Aquí entra en juego una cuestión fundamental de preparación: ¿qué tareas son viables en ausencia de electricidad? ¿Hasta qué punto los empleados pueden seguir trabajando? ¿Qué opciones existen más allá de la espera pasiva? Y, sobre todo, ¿está la plantilla informada de esto de antemano?
Autonomía, confianza y trabajo sin conexión
Esto nos lleva a un terreno cada vez más presente: el teletrabajo.
Durante el apagón, quienes trabajaban desde casa también quedaron completamente desconectados. Sin electricidad ni internet, muchas tareas son imposibles. Pero otras —como planificar, reflexionar, tomar notas, revisar ideas o pensar en futuras propuestas— sí pueden hacerse, aunque sin herramientas digitales.
Esto nos invita a otra reflexión más profunda: si en una jornada como esta, un trabajador decide aprovechar ese tiempo para preparar propuestas o revisar mentalmente una estrategia, ¿eso debe ser validado o cuestionado? Aquí entran en juego la confianza, la flexibilidad, la autonomía… y la comunicación entre personas y equipos. En escenarios excepcionales, lo que se espera no es rigidez, sino criterio compartido.
¿Y la seguridad?
A esto se suma el aspecto menos comentado pero más crítico: la prevención. Sin luz, los edificios se convierten en espacios de riesgo. Escaleras sin iluminación, sistemas de ventilación parados, ascensores y maquinaria detenida sin asegurar ¿Sabemos cómo evacuar en ese contexto? ¿Nos han formado para actuar? Muchas empresas, simplemente, no tienen protocolos claros ante esta clase de escenarios. Y la ciudadanía, tampoco.
El apagón no distinguió entre trabajadores y usuarios: todos dependemos de infraestructuras que pueden fallar.

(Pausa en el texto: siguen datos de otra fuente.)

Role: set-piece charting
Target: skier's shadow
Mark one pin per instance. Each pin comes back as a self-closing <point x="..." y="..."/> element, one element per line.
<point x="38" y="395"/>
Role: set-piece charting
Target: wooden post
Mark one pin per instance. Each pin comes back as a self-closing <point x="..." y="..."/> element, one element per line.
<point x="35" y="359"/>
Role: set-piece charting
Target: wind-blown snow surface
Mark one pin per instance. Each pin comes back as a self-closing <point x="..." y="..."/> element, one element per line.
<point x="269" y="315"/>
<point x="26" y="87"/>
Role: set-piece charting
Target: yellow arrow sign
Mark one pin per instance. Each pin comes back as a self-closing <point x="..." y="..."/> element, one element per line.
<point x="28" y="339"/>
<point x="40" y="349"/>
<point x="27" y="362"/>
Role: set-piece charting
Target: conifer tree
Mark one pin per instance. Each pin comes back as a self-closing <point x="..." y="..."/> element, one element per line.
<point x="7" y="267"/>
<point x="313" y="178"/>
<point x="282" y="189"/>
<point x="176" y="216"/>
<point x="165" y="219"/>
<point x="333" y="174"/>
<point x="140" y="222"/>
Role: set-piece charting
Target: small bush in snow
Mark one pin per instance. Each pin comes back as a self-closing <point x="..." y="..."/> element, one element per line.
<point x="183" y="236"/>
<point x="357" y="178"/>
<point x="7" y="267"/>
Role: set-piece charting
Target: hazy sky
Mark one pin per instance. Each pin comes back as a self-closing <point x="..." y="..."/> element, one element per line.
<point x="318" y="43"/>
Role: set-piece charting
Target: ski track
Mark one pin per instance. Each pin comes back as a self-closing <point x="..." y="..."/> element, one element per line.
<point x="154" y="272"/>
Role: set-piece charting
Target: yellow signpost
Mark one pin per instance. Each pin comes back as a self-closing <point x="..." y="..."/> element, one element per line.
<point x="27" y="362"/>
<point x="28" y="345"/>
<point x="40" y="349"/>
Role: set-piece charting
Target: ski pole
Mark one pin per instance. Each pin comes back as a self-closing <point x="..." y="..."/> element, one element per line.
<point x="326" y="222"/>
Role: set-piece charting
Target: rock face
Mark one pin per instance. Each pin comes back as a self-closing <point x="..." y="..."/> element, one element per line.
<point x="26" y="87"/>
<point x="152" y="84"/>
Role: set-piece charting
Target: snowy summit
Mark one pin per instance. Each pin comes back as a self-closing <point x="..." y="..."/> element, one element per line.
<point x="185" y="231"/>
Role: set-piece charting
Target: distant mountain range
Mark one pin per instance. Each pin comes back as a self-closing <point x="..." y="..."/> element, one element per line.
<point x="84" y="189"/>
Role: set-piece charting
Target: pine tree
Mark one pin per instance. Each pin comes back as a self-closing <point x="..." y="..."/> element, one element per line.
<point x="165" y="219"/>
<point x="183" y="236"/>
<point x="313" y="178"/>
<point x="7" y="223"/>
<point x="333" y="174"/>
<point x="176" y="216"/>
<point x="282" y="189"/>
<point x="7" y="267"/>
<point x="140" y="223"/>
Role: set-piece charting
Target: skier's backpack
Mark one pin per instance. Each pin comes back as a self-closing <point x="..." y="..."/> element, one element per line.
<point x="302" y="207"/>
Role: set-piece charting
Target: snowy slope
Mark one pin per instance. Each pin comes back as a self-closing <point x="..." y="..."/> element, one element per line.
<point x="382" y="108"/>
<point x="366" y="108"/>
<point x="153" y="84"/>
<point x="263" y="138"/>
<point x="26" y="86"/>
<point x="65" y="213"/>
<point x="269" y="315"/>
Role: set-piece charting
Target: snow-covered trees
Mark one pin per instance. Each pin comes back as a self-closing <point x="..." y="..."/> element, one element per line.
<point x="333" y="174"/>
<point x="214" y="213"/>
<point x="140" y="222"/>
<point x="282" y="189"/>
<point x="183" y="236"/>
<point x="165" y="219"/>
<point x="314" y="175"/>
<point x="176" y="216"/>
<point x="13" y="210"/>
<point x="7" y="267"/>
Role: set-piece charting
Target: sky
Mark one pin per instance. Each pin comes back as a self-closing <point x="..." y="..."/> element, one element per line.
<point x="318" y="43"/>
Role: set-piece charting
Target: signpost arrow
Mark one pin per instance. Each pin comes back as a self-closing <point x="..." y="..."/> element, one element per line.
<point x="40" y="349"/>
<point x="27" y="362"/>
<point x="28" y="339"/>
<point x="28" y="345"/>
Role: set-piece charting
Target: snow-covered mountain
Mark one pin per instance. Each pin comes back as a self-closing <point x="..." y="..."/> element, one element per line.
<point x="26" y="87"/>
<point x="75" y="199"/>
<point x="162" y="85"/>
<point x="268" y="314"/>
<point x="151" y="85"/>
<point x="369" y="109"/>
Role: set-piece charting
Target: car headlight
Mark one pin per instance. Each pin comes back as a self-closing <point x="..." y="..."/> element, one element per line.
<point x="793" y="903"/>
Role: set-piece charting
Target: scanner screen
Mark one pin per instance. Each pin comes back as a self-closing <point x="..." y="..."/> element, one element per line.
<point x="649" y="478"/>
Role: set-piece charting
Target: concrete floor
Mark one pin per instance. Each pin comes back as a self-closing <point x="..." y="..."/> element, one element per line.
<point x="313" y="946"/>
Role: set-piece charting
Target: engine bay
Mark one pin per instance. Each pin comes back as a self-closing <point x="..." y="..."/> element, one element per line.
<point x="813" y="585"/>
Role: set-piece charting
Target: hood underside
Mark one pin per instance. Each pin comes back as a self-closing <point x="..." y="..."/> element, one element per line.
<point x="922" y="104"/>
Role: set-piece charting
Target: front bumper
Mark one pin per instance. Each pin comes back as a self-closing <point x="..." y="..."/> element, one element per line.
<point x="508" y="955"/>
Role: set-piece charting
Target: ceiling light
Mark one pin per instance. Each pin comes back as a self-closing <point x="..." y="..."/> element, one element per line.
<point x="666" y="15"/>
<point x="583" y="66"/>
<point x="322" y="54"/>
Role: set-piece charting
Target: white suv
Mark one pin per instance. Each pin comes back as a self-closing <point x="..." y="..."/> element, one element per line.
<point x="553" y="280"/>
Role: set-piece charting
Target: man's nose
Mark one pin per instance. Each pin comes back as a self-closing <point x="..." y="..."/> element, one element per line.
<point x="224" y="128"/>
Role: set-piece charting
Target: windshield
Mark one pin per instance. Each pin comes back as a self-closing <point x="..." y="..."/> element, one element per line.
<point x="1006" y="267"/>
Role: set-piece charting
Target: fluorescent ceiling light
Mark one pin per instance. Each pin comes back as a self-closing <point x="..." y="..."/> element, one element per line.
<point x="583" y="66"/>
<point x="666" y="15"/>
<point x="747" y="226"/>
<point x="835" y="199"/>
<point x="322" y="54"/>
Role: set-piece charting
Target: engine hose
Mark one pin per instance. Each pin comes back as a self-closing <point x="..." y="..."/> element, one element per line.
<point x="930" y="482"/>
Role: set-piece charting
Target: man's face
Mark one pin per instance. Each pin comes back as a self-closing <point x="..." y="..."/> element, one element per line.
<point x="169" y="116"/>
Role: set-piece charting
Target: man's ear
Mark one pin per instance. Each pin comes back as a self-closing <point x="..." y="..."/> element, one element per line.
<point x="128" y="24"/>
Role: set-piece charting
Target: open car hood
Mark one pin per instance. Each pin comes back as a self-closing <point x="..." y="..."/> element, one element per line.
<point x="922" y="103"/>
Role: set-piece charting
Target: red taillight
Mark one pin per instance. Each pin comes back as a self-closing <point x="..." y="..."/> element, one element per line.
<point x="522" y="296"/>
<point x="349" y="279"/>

Especialmente desde la prevención de riesgos laborales, este apagón debería marcar un antes y un después. Simulacros, formación continua y adaptación a nuevos escenarios deben formar parte de la cultura preventiva. No se trata solo de proteger maquinaria o datos: se trata de proteger personas. Todo eso cuesta, sí. Pero cuesta mucho más no hacerlo.
Pensar sin enchufe
Y quizá, como último apunte, merece la pena recuperar una idea olvidada: sin electricidad, muchas tareas no se pueden hacer… pero otras sí. Pensar, observar, reflexionar. Quizá no generen facturas ni informes, pero sí algo igual de valioso: claridad.
En un mundo hiperconectado, donde siempre parece faltar tiempo para pensar, el apagón nos lo dio a la fuerza. Y esa pausa —obligada, inesperada, incómoda— puede convertirse en una oportunidad.